The question is: Who is making the SDK? Who is writing the framework? Who is running the first Agent chain?

The answer:
Mind Network is launching a series of modular components based on AgenticWorld, such as AgentEnroll, AgentTrain, and Encrypted Storage SDK, to help developers deploy agents with data self-hosting capabilities.
They also plan to connect with the Web2 application layer, allowing ordinary developers to quickly build AI services based on privacy computing.

In other words, they are not only building an operating system for encrypted computation but also helping to create an encrypted version of ChatGPT: not only understanding what you say but also protecting you from being overheard.

In addition, Mind Network is also the fastest Web3 project to participate in Binance's new token offerings, Binance Alpha, and contract trading, and is launching on various exchanges like Kraken, Bybit, and Bitget.

Do we really need privacy?

This is a genuine question many people have in their hearts.

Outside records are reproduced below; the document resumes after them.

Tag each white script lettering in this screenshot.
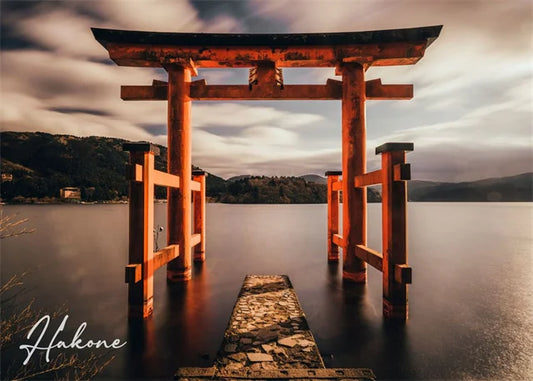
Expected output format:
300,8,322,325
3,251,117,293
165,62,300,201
19,315,127,365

In the past, when we talked about privacy, it often felt heavy—it was like a defense line, a wall; it felt like fighting against the world while retreating from freedom.
But today, privacy may not be about "protecting oneself," but about giving cooperation boundaries and providing order to autonomy.

As AI increasingly resembles a digital agent in your life, and as all your decisions, habits, and even thoughts can be predicted by machines, we may truly need an answer:

In the future digital world—
Are you still you?

Privacy is not an accessory, but the axis of the new era

Vitalik raises the banner of privacy, reminding us to establish a trust foundation for open-source privacy tools. Meanwhile, project teams and developers are fully committed to the engineering battlefield of "data not leaving the chain, computation not leaving the secret."

From market enthusiasm to product launches, from community mobilization to developer growth, what we see is not a wave of secondary narratives but the embryonic form of a new order.

Privacy may no longer be a concession; it is the beginning of your cooperation with AI, the guarantee that you are not disciplined, the shield of your digital identity, and the only way for you to have sovereignty in the Web3 world.

If ZK allows us to "see trust," then FHE is the magic that lets us confidently hand over data without surrendering freedom.